Pull all this together and it is not hard to see a surge in spending once the lockdowns end. So what could possibly go wrong? Oxford Economics notes a couple of reasons for caution. One is unemployment. The labour markets around the world have performed none too badly, but these new lockdowns have yet to show through in the statistics. But it thinks that the recovery this time will be swifter than it normally would be after a severe recession, partly thanks to government action.
Another concern is low reported confidence among consumers, but this normally does lag behind business confidence. However, it concludes: “Once the vaccination rollout starts to bear fruit and lockdowns end, more optimistic consumers and a proper spending spree globally may appear. However, given the low starting point, it will take a sustained period of strong spending growth just to return the level of spending to pre-pandemic levels.”
I think that is right, but would add a further concern: the return of inflation.
Demand will come back, and probably in a rush.
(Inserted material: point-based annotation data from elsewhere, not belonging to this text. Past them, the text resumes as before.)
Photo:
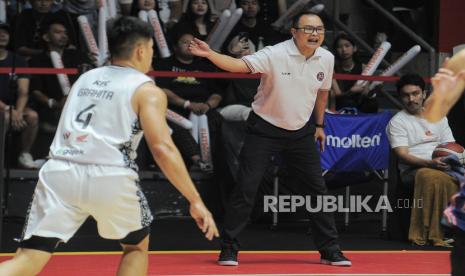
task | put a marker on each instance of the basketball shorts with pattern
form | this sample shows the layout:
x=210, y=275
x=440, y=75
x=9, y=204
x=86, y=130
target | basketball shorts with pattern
x=68, y=193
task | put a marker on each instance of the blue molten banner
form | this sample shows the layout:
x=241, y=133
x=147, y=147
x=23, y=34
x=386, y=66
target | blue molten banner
x=356, y=142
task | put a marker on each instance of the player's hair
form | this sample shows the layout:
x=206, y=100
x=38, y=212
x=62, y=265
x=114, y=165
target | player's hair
x=412, y=79
x=123, y=34
x=295, y=19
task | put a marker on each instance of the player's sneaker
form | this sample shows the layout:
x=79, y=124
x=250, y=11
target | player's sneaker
x=335, y=258
x=228, y=255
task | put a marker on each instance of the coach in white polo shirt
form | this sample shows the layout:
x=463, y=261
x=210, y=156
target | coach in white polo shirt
x=296, y=77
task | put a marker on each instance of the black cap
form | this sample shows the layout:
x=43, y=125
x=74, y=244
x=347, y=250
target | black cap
x=5, y=26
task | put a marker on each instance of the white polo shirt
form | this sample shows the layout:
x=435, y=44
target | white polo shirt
x=417, y=134
x=289, y=83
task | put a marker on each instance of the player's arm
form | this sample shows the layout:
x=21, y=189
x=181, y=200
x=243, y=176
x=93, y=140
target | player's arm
x=200, y=48
x=150, y=103
x=448, y=86
x=411, y=160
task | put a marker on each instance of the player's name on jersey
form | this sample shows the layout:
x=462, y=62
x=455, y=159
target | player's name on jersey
x=96, y=93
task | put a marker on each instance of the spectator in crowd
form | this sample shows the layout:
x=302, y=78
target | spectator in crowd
x=46, y=89
x=13, y=100
x=252, y=26
x=413, y=140
x=196, y=20
x=169, y=11
x=190, y=94
x=28, y=25
x=346, y=92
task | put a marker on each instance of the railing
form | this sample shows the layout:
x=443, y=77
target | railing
x=2, y=161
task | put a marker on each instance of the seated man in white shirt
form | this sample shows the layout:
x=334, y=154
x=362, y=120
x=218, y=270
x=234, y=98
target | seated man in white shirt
x=413, y=139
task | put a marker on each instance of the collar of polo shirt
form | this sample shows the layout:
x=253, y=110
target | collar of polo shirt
x=294, y=51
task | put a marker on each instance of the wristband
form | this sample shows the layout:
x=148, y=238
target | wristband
x=51, y=103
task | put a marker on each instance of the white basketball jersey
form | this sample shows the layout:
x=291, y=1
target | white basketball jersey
x=98, y=124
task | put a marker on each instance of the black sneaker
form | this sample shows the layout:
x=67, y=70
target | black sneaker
x=335, y=258
x=228, y=255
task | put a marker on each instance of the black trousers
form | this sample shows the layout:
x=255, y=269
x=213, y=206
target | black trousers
x=457, y=254
x=298, y=150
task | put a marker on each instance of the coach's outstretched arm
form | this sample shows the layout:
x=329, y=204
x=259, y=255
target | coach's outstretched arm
x=200, y=48
x=150, y=103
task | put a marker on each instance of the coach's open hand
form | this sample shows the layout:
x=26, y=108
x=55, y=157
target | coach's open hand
x=204, y=219
x=199, y=48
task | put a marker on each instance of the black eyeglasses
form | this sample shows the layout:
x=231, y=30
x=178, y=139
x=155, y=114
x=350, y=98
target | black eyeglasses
x=311, y=29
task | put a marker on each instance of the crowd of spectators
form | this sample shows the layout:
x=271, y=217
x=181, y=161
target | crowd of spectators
x=33, y=29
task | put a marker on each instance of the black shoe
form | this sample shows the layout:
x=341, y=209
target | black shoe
x=335, y=258
x=228, y=255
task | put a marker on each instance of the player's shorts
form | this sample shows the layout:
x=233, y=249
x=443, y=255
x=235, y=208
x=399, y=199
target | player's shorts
x=67, y=193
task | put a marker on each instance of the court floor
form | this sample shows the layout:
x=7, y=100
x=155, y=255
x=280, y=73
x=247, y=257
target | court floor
x=254, y=263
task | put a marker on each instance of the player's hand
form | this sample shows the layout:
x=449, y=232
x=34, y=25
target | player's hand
x=321, y=137
x=437, y=163
x=444, y=82
x=204, y=219
x=199, y=48
x=198, y=108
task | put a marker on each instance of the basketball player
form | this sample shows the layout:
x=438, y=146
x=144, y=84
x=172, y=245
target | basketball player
x=448, y=86
x=92, y=170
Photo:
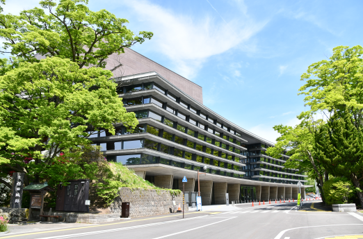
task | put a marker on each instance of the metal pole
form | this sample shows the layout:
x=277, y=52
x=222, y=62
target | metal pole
x=183, y=200
x=198, y=184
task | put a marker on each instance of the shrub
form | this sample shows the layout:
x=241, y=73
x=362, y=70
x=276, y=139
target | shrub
x=337, y=191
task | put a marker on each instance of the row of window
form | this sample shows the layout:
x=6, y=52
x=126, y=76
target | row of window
x=150, y=114
x=149, y=86
x=135, y=159
x=145, y=143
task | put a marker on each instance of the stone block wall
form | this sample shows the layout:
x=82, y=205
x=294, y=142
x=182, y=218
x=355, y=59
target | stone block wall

But supply will be limited because capacity has been taken out by the recession. Companies that have survived will have to try to make up the losses they have suffered. If you have had to mothball your hotel or your restaurant, when you do reopen you will have to up your prices. Airlines are currently offering very cheap flights through the summer, but they too have to rebuild their finances. The weaker ones have gone out of business, increasing the leverage of the strong. In manufacturing industries the price is the price. Shortages of supply or booms in demand show up in longer delivery times. In service industries prices respond to demand.
The trouble is, we have no idea what will happen to prices. The central bankers are still thinking in terms of trying to get inflation up, so scarred have they been by the price deflation of recent years. Very few were working in the 1980s, when inflation and interest rates both rose to double digits. I am not suggesting this will happen now, but inflation could top 5 per cent in the next couple of years.
Who says? Well, the former member of the Bank of England’s monetary policy committee, Charles Goodhart, and former Morgan Stanley managing director Manoj Pradhan. They wrote a book, The Great Demographic Reversal, last year in which they argued the forces of globalisation that created the present low-inflation era are coming to an end and may go into reverse.
Higher inflation will eventually mean higher interest rates – something that wise central banks such as the Bank of England are well aware of, but much of the world is not prepared for at all.
So do pop the corks for the spending spree in the autumn. Big savers will for a while become big spenders – but we would all be wise to keep a little back.